Miriam Salpeter ( Mark; April 8, 1929 – October 24, 2000) was a Latvian-born American academic. As professor of neurobiology at Cornell University, she developed quantitative electron microscopic autoradiography as a means to investigate the neuromuscular junction. The Society for Neuroscience created the Mika Salpeter Lifetime Achievement Award in her honour.

== Early life and education ==
Salpeter was born in Riga. Her father was a Yiddish scholar and Salpeter was fluent in Yiddish. During the rise of Nazi Germany Salpeter emigrated from Latvia to Canada, before moving to the United States in 1945. Salpeter attended high school in New York City. She was an undergraduate student at Hunter College, where she was a member of Phi Beta Kappa and graduated summa cum laude. Salpeter moved to Cornell University for her doctoral studies, where she earned a PhD under the supervision of Howard Liddell. She spent a year at the Australian National University before returning to Cornell University as a postdoctoral fellow with Marcus Singer. Singer's laboratory was based in the Zoology department, where she studied cells using an electron microscope. Salpeter was appointed a research associate in the Singer lab in 1961 and soon after promoted to Senior Research Associate.

== Research and career ==
Neurobiology was an emerging field at the start of Salpeter's research career, and she decided to concentrate her efforts on the neuromuscular junction. The neuromuscular junction is a synapse that controls all voluntary movement, the formation of which was extensively investigated by Salpeter throughout her research career. In particular, Salpeter looked at the role of acetylcholine receptors. Salpeter struggled to secure a faculty position at Cornell University – Singer, her biggest advocate in the department, moved to Case Western Reserve University, and the academic community were not welcoming to women. Salpeter did not let this atmosphere faze her, and continued her research as a non-faculty member. In 1967 Salpeter was recruited to the Cornell University Section of Neurobiology and Behavior. Here she worked in the laboratory of Benjamin Siegel and was supported by the National Institutes of Health. She spent a year in the laboratory of Vincent Wigglesworth at the University of Cambridge.

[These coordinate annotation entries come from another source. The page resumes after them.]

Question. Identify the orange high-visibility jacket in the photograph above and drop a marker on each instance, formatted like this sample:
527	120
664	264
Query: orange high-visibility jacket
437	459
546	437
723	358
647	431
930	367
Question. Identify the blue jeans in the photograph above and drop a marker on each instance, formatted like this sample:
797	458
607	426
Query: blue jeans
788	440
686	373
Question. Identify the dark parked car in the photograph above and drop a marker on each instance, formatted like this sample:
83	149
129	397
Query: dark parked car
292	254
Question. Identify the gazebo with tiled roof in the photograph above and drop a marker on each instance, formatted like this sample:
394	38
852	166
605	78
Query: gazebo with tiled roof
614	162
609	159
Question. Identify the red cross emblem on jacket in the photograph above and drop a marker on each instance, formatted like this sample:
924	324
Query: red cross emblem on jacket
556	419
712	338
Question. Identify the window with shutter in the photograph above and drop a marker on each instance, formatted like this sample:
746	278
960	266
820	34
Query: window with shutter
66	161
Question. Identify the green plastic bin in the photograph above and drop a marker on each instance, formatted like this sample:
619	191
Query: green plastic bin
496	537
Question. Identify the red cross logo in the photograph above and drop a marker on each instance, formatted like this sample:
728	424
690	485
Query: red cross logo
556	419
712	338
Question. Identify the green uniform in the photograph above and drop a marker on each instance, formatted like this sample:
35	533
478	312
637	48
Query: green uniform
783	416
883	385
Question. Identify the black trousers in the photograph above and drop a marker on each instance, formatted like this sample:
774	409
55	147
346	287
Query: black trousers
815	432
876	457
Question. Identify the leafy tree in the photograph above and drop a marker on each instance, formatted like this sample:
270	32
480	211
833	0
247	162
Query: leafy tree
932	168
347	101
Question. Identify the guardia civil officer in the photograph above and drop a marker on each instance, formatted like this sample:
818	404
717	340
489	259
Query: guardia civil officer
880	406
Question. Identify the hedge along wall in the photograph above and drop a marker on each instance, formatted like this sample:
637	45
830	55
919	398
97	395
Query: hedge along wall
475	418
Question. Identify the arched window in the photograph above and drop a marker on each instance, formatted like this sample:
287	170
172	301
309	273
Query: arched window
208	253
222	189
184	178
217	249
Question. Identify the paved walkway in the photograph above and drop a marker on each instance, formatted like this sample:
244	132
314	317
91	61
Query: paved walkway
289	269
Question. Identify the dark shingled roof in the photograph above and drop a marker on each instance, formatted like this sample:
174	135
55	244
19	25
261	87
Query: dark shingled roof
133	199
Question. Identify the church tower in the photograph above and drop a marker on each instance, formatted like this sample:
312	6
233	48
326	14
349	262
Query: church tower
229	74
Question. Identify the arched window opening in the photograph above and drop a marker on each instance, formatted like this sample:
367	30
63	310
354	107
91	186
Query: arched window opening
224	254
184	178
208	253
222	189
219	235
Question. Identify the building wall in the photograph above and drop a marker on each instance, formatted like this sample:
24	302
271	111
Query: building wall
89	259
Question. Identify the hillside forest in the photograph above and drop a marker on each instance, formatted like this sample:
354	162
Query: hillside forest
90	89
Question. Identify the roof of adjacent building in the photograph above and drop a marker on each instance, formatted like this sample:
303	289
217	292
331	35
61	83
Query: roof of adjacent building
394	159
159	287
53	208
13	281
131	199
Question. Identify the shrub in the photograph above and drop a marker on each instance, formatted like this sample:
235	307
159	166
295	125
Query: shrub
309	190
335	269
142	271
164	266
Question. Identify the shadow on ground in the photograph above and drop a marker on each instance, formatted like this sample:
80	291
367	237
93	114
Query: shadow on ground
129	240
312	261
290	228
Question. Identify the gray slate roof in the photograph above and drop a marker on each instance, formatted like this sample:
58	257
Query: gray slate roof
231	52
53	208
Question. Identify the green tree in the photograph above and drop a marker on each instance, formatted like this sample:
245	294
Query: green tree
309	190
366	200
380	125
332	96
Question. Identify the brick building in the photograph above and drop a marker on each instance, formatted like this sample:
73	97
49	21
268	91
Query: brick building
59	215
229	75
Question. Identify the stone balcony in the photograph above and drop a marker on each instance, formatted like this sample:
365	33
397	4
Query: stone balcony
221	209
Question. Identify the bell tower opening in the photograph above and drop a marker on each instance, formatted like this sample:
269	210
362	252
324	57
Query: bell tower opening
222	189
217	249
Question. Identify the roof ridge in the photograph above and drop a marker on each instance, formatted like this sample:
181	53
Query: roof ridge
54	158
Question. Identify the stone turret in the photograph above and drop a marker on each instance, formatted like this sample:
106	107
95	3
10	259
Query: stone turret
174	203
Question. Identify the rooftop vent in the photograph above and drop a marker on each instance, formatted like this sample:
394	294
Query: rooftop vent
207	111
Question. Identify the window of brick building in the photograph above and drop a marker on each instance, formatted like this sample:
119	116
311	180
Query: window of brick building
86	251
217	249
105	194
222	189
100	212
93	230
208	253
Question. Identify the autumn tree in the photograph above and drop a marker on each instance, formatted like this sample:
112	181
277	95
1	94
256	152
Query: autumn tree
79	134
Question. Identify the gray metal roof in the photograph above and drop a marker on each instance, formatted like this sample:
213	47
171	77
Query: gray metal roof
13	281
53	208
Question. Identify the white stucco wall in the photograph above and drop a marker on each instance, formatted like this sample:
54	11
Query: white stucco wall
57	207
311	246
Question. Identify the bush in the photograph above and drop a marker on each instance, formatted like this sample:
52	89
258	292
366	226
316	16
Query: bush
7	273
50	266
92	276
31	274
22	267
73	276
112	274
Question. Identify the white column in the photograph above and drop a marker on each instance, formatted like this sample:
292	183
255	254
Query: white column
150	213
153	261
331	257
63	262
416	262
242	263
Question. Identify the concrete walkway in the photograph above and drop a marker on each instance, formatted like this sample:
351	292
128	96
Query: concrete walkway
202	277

In 1973 Salpeter was promoted to Professor. She developed quantitative electron microscopic autoradiography, and demonstrated it as a sensitive means to study the neuromuscular junction. Salpeter collaborated with her husband, astronomer and physicist Edwin Ernest Salpeter, on the interactions between nerves and muscle fibres.

== Awards and honours ==
The Society for Neuroscience created the Mika Salpeter Lifetime Achievement Award in her honour.

Her awards and honours include:

- Society for Neuroscience Patricia Goldman-Rakic Hall of Honor
- Fellow of the American Association for the Advancement of Science
- Hall of Fame of the City University of New York
- Marcus Singer Award

== Selected publications ==

- Salpeter, Miriam M. (1969). "Resolution in electron microscope radioautography"
- Salpeter, Miriam M. (1976). "Quantitation of junctional and extrajunctional acetylcholine receptors by electron microscope autoradiography after (125)I-α-bungarotoxin binding at mouse neuromuscular junctions"
- Salpeter, Miriam M. (1964). "Autoradiography with the electron microscope: a procedure for improving resolution, sensitivity, and contrast"

== Personal life ==
Salpeter married Edwin Ernest Salpeter in 1950. Together they had two daughters, Judy and Shelley. At the age of 71 she was diagnosed with thyroid cancer. She continued to visit her laboratory everyday until the day that she died.